"Thirteen Ways of Looking" (Random House), by Colum McCann
Each chapter of the title novella in Colum McCann's hauntingly beautiful new collection of short stories begins with a stanza from Wallace Stevens' poem "Thirteen Ways of Looking at a Blackbird."
But instead of blackbirds, the sky above retired judge Peter Mendelssohn is filled with cameras, tracking his movements on the fateful day when he is assaulted outside a Manhattan restaurant. Later, detectives will pore over the footage, seeking to solve the mystery. Detectives, poets — both know "the truth is laborious ... chiseled and worked into being."
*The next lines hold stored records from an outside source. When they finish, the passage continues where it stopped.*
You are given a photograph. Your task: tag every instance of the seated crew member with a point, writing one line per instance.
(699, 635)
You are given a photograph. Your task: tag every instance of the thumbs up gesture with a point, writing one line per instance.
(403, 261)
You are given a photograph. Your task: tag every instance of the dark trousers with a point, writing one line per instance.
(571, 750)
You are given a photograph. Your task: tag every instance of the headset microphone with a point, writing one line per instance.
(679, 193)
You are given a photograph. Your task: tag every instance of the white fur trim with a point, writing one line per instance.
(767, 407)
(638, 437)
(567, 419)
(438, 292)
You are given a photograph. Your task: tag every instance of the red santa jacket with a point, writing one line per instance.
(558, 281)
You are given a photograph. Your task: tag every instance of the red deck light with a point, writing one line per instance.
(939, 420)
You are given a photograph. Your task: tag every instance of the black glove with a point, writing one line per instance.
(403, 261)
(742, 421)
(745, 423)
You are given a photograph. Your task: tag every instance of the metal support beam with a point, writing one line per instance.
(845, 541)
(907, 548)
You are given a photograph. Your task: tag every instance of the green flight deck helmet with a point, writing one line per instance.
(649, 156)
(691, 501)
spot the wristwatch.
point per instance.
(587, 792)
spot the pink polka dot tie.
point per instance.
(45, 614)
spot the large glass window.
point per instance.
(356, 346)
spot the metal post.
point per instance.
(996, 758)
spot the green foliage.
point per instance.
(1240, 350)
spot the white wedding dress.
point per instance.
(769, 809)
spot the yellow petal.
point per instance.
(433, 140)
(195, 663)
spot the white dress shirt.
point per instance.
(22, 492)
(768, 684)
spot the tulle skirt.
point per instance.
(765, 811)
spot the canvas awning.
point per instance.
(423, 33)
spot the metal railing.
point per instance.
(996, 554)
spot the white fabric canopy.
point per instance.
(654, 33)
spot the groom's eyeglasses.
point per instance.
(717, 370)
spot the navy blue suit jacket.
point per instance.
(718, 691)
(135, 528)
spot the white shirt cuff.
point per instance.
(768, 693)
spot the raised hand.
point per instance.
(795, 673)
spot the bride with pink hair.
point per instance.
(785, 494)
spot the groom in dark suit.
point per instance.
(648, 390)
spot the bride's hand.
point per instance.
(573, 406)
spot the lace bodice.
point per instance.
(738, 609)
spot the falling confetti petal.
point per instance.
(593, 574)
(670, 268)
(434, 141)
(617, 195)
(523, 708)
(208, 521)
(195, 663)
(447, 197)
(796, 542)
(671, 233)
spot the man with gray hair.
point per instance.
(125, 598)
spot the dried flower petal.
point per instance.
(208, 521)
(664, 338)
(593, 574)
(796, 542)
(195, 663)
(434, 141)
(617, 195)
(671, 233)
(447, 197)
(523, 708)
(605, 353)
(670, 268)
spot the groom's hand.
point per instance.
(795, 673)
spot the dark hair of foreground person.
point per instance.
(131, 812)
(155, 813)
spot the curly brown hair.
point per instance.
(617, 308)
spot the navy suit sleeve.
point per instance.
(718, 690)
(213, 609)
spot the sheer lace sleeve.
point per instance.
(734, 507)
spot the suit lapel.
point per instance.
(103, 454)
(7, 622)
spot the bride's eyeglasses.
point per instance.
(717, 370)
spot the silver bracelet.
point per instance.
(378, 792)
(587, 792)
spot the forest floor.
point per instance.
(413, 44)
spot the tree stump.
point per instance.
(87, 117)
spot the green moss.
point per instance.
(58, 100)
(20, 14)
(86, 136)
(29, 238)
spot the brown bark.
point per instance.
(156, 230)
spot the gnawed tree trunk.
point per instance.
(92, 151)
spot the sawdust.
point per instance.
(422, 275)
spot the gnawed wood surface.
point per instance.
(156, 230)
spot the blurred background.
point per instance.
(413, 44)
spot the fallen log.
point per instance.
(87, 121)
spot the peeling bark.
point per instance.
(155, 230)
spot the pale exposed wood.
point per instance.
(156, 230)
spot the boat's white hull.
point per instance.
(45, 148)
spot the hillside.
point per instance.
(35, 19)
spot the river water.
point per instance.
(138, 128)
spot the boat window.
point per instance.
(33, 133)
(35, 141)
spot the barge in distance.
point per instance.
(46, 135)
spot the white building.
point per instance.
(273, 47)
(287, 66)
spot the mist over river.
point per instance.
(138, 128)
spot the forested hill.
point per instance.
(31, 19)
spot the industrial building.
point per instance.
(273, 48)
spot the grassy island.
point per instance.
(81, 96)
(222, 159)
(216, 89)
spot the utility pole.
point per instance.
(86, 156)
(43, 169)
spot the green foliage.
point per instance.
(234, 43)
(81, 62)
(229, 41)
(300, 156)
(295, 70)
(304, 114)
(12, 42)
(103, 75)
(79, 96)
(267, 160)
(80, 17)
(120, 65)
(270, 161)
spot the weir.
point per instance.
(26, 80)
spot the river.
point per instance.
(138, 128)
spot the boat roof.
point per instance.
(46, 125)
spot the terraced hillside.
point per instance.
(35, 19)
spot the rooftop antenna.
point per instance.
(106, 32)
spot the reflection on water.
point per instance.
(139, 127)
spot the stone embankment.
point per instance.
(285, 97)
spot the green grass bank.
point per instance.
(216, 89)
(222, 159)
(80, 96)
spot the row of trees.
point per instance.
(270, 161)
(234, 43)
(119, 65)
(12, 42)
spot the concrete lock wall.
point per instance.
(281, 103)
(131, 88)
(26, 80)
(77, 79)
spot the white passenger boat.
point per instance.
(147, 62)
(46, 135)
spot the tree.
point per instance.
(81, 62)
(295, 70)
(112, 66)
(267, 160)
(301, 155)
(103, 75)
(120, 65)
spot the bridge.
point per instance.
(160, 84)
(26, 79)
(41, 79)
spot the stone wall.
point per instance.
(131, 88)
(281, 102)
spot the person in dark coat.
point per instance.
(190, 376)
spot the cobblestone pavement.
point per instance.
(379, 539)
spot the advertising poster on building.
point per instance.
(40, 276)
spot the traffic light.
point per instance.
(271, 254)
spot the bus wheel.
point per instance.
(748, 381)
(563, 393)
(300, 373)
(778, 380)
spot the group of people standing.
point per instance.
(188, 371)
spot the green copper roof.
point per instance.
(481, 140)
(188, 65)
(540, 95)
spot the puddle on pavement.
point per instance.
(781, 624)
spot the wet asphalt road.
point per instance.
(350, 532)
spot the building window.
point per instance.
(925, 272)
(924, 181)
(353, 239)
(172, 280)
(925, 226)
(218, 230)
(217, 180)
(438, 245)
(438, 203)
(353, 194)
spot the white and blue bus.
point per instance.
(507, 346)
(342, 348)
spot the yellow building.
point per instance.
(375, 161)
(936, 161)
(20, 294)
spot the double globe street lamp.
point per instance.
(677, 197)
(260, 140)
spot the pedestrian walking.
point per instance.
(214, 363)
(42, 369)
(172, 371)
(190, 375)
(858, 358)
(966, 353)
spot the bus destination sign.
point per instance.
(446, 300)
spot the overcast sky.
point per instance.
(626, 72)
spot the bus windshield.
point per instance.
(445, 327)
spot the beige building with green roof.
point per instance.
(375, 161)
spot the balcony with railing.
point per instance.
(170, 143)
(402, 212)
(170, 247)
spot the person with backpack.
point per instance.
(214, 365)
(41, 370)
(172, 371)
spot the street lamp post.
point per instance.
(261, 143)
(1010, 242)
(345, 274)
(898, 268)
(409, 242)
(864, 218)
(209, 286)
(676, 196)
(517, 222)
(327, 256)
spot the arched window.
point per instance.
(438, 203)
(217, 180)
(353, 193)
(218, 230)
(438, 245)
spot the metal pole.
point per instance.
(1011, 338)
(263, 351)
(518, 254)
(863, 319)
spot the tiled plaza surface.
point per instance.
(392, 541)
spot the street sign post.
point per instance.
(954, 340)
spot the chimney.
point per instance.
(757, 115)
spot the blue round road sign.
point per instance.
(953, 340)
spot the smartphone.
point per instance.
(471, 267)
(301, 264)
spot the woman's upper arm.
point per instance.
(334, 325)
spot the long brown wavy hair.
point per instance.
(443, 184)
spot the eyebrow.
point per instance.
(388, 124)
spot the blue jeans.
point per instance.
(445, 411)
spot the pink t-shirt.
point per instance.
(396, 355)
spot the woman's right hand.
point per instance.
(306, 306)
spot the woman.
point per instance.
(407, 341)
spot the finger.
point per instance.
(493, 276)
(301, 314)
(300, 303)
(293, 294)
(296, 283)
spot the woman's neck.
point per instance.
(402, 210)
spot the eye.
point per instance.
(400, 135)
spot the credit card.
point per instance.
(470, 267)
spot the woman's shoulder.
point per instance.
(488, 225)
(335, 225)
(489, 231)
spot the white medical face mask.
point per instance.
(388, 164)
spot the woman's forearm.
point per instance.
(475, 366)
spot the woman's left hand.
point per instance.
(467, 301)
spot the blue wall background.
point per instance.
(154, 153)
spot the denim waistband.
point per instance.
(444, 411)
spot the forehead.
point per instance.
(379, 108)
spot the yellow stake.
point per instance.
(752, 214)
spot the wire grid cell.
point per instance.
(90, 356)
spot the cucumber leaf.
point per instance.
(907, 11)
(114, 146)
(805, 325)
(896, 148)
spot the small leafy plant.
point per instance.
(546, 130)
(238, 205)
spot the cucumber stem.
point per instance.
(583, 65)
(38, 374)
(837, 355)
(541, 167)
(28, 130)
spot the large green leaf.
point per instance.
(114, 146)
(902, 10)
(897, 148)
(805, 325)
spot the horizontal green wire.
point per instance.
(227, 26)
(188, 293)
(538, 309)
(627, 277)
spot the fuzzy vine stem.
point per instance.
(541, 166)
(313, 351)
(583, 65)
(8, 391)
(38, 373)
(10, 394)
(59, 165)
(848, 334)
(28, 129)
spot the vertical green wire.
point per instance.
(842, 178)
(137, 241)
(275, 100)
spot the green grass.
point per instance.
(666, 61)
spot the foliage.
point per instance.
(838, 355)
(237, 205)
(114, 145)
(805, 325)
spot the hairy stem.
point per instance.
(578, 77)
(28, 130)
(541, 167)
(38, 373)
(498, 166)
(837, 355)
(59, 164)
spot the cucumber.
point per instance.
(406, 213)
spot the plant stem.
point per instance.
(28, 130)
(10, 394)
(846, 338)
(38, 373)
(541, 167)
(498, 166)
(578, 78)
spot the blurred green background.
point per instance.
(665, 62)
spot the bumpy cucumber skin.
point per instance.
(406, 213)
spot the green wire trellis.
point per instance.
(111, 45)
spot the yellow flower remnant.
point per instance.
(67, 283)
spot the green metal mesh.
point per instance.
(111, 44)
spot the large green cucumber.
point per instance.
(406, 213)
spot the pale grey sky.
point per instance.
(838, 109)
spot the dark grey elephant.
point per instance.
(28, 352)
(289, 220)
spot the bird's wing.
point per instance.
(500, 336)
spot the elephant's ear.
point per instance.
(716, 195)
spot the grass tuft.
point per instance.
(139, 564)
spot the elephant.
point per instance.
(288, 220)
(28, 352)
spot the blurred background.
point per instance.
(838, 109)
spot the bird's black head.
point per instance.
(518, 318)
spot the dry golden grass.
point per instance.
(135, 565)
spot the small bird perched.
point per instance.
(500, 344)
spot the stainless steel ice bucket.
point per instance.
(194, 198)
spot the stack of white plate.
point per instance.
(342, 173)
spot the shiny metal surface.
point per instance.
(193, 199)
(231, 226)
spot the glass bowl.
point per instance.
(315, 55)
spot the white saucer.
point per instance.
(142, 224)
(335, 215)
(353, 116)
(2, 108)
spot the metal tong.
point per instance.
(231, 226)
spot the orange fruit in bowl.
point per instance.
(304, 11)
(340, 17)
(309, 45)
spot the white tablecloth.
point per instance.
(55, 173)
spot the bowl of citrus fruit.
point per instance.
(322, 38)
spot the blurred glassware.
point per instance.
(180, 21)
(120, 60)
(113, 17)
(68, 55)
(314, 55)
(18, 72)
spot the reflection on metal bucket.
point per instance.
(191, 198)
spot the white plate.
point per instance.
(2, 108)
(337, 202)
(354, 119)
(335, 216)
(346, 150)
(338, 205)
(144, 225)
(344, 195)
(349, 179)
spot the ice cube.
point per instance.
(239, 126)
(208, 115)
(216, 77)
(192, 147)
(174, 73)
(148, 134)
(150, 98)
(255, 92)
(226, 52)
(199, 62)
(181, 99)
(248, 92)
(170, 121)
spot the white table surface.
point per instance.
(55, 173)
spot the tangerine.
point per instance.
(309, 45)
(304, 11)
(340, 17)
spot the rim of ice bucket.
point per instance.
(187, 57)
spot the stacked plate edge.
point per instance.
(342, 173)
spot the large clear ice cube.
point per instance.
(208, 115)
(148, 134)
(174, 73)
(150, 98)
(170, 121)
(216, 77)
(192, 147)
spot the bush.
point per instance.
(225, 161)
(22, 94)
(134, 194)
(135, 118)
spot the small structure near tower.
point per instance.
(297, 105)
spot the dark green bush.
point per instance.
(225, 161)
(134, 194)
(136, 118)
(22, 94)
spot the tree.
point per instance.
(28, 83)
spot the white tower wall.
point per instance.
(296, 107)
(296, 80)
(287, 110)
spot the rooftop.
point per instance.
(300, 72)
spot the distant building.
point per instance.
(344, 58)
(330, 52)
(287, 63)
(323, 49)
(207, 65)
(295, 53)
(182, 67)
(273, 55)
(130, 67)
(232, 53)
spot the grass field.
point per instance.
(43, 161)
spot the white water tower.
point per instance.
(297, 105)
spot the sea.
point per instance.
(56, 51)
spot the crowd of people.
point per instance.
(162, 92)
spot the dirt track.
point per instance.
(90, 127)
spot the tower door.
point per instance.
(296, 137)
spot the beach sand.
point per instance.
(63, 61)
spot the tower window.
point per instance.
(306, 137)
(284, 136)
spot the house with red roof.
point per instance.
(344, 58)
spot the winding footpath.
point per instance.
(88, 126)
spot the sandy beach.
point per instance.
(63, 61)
The 82-year-old Mendelssohn is a vibrant character whose personality is revealed in a stream of consciousness as his mind jumps from thought to thought, often pausing to rant about modern life.
He complains about the heat in New York apartments — "All these underground steam pipes and oil trucks and board meetings about boilers, and Nobel-winning engineers, and smarty-pants architects ... and still all you get is a terrible clack clack clack in the morning." He laments the lost art of reading newspapers on commuter trains — "perfect folds right along the storylines, four little corridors of broadsheet." He worries about his memory; he misses his late wife.
Another story features a single mother raising her deaf son in a cottage along the Irish coast. She is a translator, struggling to find the precise word in English for the Hebrew word "sh'khol" — "losing a child." Her linguistic labors track the story's heart-wrenching developments.
Like the novella, the story "Treaty" also deals with "slippages of memory" — in this instance in a Maryknoll nun who believes she has seen in a brief TV clip the paramilitary commander who tortured and raped her decades ago. Now he has a new name and an invitation to participate in peace talks. Over the years she has struggled to forgive him. Now she feels compelled to confront him.
The least engaging story finds an Irish writer in New York under pressure to meet a deadline for a story. It cycles between his frustration at not being able to fully imagine the plot and characters and tantalizing glimpses of the story itself — about a U.S. soldier at a remote Afghan outpost on New Year's Eve. In the end it's a story about the difficulty of writing a story — how many layers do you need to peel back to create a believable character? McCann, of all writers, needn't worry. He knows.